The study found the clay dust attaches to carbon particulates before they re-enter the atmosphere, redirecting them into the marine food chain as tiny sticky pellets the ravenous zooplankton consume and later excrete at lower depths.
“Normally, only a small fraction of the carbon captured at the surface makes it into the deep ocean for long-term storage,” says Mukul Sharma, professor of earth sciences.
“The novelty of our method is using clay to make the biological pump more efficient - the zooplankton generate clay-laden poops that sink faster.
“This particulate material is what these little guys are designed to eat. Our experiments showed they cannot tell if it’s clay and phytoplankton or only phytoplankton - they just eat it,” he says.
“And when they poop it out, they are hundreds of metres below the surface and all that carbon is, too.”
The team conducted laboratory experiments on water collected from the Gulf of Maine during a 2023 algae bloom. They found that when clay attaches to the organic carbon released when a bloom dies, it prompts marine bacteria to produce a kind of glue that causes the clay and organic carbon to form little balls called flocs.
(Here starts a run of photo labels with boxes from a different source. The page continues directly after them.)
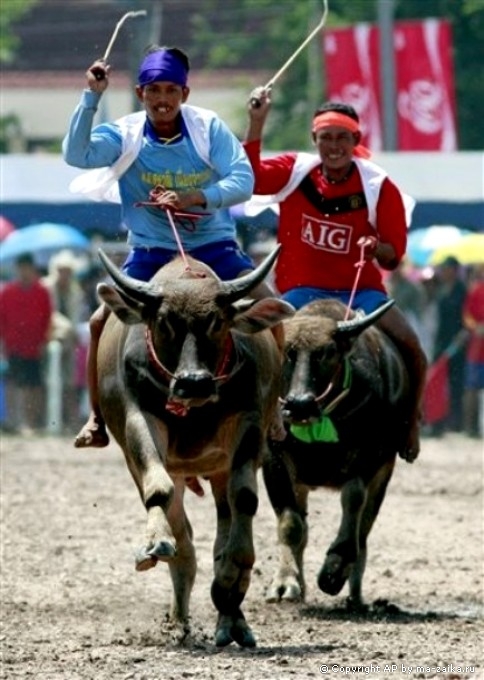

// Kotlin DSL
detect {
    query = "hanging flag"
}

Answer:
[394,19,457,151]
[323,19,457,151]
[324,24,382,151]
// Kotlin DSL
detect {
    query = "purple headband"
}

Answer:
[138,50,188,87]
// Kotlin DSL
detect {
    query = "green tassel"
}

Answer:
[290,415,339,444]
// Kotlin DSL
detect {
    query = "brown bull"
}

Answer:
[263,300,408,608]
[92,251,294,646]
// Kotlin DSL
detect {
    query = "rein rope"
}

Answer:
[145,327,239,416]
[135,184,210,278]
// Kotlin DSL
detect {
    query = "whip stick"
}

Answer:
[250,0,328,108]
[91,9,146,80]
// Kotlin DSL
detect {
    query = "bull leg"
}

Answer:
[348,460,395,609]
[263,442,309,602]
[211,446,258,647]
[121,412,177,571]
[168,478,197,623]
[318,477,367,595]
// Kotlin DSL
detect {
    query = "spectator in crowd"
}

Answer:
[463,265,484,437]
[431,257,467,436]
[43,250,84,431]
[0,255,52,431]
[386,260,425,339]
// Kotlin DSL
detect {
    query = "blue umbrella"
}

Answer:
[0,222,90,264]
[407,225,471,267]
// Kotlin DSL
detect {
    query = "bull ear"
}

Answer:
[335,300,395,337]
[233,298,296,335]
[217,244,281,305]
[97,283,142,326]
[98,248,161,304]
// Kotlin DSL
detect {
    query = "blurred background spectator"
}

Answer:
[430,257,467,436]
[386,260,426,345]
[463,264,484,437]
[43,250,86,431]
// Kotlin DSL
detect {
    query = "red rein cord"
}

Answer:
[343,242,367,321]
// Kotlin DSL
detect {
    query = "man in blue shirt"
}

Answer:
[63,46,260,447]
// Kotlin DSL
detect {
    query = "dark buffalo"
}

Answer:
[93,251,294,646]
[263,300,408,607]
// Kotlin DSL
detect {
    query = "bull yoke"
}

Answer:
[93,250,294,647]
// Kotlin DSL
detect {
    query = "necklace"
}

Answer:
[321,162,355,184]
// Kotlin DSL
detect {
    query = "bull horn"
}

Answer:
[336,300,395,335]
[218,244,281,303]
[98,248,157,304]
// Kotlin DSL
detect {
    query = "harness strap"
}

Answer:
[298,175,368,215]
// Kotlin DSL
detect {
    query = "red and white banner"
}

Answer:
[324,24,382,151]
[394,19,457,151]
[323,19,457,151]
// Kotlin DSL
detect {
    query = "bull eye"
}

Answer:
[160,317,176,340]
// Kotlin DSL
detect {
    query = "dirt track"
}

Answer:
[0,435,484,680]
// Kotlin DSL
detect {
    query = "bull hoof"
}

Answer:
[318,553,351,595]
[215,615,257,647]
[135,541,176,571]
[266,581,303,603]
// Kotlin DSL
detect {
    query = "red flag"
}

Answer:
[423,354,450,425]
[323,24,382,151]
[394,19,457,151]
[323,19,457,151]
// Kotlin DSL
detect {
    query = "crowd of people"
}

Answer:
[0,46,484,446]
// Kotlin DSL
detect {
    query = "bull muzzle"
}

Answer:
[282,392,321,423]
[170,370,217,401]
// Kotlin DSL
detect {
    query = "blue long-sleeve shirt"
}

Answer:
[63,90,254,251]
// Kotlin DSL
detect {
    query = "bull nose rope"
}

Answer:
[135,184,209,278]
[343,241,370,321]
[145,327,239,416]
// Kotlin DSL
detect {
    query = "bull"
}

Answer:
[92,250,294,647]
[263,300,409,609]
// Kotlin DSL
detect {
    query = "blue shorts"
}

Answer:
[465,361,484,390]
[122,241,255,281]
[282,286,389,314]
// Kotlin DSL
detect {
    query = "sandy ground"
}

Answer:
[0,435,484,680]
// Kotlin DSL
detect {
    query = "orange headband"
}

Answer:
[313,111,371,158]
[313,111,360,133]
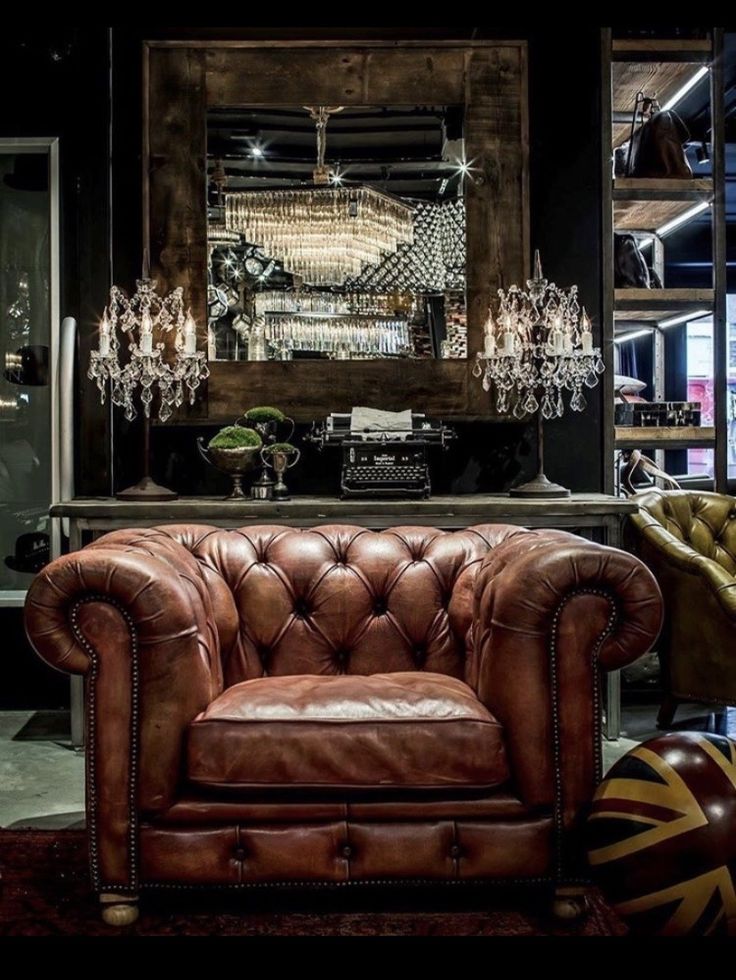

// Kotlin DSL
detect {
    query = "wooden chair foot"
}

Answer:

The flocs become part of the daily smorgasbord of particulates that zooplankton gorge on, the researchers report. Once digested, the flocs embedded in the animals’ faeces sinks, potentially burying the carbon at depths where it can be stored for millennia.
In the ocean, the flocs become an essential part of the biological pump called marine snow, Sharma says. Marine snow is the constant shower of corpses, minerals, and other organic matter that falls from the surface, bringing food and nutrients to the deeper ocean.
“We’re creating marine snow that can bury carbon at a much greater speed by specifically attaching to a mixture of clay minerals,” Sharma says.
Under cover of darkness, the zooplankton —each measuring about three-hundredths of an inch—rise hundreds, and even thousands, of feet from the deep in one immense motion to feed in the nutrient-rich water near the surface. The scale is akin to an entire town walking hundreds of miles every night to their favorite restaurant.
When day breaks, the animals return to deeper water, where they deposit the flocs as faeces. This process is another key aspect of the ocean’s biological pump that shaves days off the time it takes carbon to reach lower depths by sinking.
Sharma plans to field-test the method by spraying clay on phytoplankton blooms off the coast of Southern California using a crop-dusting airplane. He hopes that sensors placed at various depths offshore will capture how different species of zooplankton consume the clay-carbon flocs so that the research team can better gauge the optimal timing and locations to deploy this method and exactly how much carbon it’s confining to the deep.
“It is very important to find the right oceanographic setting to do this work. You cannot go around willy-nilly dumping clay everywhere,” Sharma says.
“We need to understand the efficiency first at different depths so we can understand the best places to initiate this process before we put it to work. We are not there yet - we are at the beginning.”